Howling Sycamore ‘Seven Pathways To Annihilation’
Album Review By Adam McCann
Prosthetic Records/Progressive Metal
Describing themselves as ‘progressive extreme metal’, Howling Sycamore landed on the metal scene last year with an excellent self-titled debut. Featuring ex-members of Hate Eternal, Triptykon, Ignitor and Watchtower, Howling Sycamore wasted no time, choosing to strike whilst the iron is hot to deliver their sophomore album, ‘Seven Pathways to Annihilation’.
Taking in these influences from their former bands, ‘Seven Pathways…’ has all the raw, titanic brutality of Triptykon coupled with the interesting, underrated progressive pathways lain down by Watchtower; this makes this album an extremely interesting listen with vocalist Jason McMaster providing the perfect fulcrum point to the crushing drums of Hannes Grossmmann and melodious guitars of Davide Tiso. Howling Sycamore lay their stall out with the opening track ‘Mastering Fire’ and whilst this shows much similarity to their debut release, what becomes apparent very quickly is that with ‘Seven Pathways…’, the American band have honed their sound, tightening their stranglehold on an already prolific sound. This means that as an album ‘Seven Pathways…’ flows exceptionally well over the course of its fifty minutes.
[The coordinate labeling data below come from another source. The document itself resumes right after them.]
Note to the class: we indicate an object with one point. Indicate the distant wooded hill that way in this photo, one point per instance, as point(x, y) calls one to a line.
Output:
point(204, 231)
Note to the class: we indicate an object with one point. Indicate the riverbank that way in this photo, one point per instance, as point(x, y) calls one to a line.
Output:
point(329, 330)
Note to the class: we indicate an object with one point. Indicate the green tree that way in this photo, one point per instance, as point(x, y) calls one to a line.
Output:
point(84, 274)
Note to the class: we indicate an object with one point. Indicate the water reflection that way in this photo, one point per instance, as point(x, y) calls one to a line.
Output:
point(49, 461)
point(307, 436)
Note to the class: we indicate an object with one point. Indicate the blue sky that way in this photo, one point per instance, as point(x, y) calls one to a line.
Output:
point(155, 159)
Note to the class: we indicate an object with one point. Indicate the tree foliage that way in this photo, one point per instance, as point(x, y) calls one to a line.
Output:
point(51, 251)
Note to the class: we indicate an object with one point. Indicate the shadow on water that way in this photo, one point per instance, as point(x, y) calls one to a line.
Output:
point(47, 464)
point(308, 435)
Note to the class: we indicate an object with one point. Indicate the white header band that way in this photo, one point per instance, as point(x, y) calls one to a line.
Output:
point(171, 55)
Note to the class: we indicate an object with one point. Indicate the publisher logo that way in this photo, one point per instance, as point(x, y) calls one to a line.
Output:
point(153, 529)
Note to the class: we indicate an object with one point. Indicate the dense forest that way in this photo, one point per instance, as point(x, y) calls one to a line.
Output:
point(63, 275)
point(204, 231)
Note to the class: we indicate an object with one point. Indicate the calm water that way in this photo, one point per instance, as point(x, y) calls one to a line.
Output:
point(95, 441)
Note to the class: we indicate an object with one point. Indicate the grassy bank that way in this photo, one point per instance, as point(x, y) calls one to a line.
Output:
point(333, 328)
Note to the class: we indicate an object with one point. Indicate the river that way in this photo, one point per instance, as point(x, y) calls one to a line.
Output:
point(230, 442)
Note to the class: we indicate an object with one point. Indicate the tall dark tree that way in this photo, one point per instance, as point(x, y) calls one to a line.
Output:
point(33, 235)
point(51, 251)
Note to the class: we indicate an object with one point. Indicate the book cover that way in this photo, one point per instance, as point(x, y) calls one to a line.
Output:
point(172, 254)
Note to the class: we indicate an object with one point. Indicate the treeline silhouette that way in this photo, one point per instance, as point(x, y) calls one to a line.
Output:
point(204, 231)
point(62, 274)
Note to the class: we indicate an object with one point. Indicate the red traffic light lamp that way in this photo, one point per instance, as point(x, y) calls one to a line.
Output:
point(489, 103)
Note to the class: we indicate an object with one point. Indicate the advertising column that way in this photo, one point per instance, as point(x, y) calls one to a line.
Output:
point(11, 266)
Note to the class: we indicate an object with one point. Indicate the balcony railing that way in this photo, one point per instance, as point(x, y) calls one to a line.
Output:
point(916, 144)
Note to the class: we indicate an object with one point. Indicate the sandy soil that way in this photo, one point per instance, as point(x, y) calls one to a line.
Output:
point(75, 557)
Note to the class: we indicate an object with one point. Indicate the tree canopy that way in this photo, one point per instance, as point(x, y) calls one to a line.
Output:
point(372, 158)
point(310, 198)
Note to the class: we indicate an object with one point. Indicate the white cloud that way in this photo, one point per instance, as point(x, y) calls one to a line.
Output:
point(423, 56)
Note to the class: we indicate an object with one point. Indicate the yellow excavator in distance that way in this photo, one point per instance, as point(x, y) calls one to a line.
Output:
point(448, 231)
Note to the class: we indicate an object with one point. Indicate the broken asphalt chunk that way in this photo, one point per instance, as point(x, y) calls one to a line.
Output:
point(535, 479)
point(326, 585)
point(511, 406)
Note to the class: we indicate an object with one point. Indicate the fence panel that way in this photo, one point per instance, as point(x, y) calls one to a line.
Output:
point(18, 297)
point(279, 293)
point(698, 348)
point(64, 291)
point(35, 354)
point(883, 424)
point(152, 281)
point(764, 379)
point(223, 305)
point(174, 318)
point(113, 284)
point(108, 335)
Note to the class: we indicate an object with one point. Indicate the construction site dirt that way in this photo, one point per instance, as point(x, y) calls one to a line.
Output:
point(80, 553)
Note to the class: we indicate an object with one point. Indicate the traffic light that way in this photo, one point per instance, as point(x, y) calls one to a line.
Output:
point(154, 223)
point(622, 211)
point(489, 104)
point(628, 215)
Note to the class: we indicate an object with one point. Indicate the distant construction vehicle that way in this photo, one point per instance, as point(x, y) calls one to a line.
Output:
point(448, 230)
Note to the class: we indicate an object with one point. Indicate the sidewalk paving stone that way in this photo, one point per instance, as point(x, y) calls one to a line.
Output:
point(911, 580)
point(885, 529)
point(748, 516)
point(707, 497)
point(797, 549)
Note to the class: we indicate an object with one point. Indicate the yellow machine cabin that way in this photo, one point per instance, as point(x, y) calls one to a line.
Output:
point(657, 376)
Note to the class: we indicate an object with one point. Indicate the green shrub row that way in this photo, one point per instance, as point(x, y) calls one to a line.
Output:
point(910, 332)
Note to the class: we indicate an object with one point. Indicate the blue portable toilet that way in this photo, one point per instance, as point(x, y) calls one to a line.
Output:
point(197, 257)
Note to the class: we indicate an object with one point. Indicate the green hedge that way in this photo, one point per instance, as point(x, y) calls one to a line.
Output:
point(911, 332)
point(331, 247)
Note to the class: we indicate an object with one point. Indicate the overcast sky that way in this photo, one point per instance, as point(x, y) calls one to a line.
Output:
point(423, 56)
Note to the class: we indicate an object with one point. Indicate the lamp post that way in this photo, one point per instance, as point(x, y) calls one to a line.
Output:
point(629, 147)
However, where this album really picks up is at the back end, ‘Tempest’s Chant’ sets the precedence for ‘Sorcerer’, a track which builds up to a chaotic, almost schizophrenic crescendo with its cacophonic guitars and violent saxophone, having all the progressive rock appeal of King Crimson and Van Der Graaf Generator at their most disharmonic, peaking at a climax before returning with something a little more peaceful and it is this which makes ‘Seven Pathways…’ just so damned good.
Yet, this album is not an easy album to ‘get’, the mixing of these genres alongside clean vocals can be a little difficult to initially enjoy; but once this album clicks, it is excellent, an absolute gem that deserves considerably more attention that it will get.